Pessoalmente devo ter estado com Sofia Ester nem meia hora, numa emissão televisiva nos estúdios do Porto, daquelas onde se despacham meia dúzia de pessoas todas as manhãs e valha-nos isso, já que, se esperássemos por programas de literatura que se lembrassem de Sofia Ester; ainda hoje estaríamos sem saber que ela existia...

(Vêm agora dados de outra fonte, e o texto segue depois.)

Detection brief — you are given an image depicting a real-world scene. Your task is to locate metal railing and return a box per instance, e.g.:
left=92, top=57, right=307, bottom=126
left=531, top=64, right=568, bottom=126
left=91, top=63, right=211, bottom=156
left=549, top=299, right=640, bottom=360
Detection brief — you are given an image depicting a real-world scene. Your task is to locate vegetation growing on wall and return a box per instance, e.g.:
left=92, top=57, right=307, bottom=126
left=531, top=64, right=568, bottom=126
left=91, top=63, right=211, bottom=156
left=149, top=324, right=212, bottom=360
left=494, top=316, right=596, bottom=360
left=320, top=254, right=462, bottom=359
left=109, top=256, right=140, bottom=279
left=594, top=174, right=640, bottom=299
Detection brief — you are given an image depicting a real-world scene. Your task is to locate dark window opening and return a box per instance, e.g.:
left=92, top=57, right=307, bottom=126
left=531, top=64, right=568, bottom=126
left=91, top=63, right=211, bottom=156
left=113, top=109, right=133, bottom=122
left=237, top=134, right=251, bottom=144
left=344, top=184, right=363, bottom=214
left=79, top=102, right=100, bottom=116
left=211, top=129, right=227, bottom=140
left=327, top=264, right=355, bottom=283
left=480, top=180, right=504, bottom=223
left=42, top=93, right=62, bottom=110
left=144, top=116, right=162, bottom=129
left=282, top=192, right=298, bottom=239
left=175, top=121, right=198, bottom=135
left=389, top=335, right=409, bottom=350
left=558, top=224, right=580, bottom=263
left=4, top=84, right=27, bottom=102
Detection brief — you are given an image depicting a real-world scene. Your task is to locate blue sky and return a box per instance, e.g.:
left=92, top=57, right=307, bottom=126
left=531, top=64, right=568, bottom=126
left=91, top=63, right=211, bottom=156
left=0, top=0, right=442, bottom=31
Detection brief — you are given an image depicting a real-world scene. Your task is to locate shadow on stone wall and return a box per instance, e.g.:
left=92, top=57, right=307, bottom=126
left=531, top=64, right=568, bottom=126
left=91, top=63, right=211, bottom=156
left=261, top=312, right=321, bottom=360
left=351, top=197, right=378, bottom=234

Mas embora o meu conhecimento pessoal seja reduzido, a "Adozinda" já há muito que faz parte do meu rol de amizades. Lembro-me de ter ficado muito surpreendida com as suas primeiras aventuras, escritas quando Sofia Ester teria, se não estou em erro, dezasseis anos. Surpreendida porque sempre desconfiei de talentos precoces, de génios adolescentes, de fenó­menos literários de tenra idade. E aquela "Adozinda" espantava-me sobretudo pelo fôlego que a autora demonstrava, pela sua capacidade de criar uma personagem de ficção que ao mesmo tempo andava tão perto de nós, e pela maturidade com que alguns problemas eram abordados. De qualquer modo fiquei sempre com uma dúvida: iria ter continuação? Não iria Sofia Ester adormecer sobre os louros conseguidos de um livro publicado na adolescência, e deixar-se de literaturas?

Felizmente as minhas dúvidas não tinham razão de ser temos agora o segundo volume das aventuras de "Adozinda" uma bruxa simpática, tão adolescente como a sua criadora (se é que as bruxas têm idade e envelhecem como qualquer mortal...) e, por isso, com ideias infalíveis para a salvação do mundo. E mal dos jovens que não acreditam serem capazes de o salvar.

Adozinda vê-se, neste romance, diante de problemas que aos humanos parecem insolúveis mas que a ela parecem apenas ridículos, incompreensíveis e intoleráveis. Tem, para todos, a desarmante solução das verdades evidentes. Evidentes para ela. Que não entende as burocracias de uma repartição de finanças (onde, ainda por cima, "bruxa" não consta das profissões aceites para declaração de início de actividade...), ou as condições necessárias para se obter um empréstimo bancário, ou os entraves colocados à entrada da Biblioteca Nacional, ou a morosidade da justiça.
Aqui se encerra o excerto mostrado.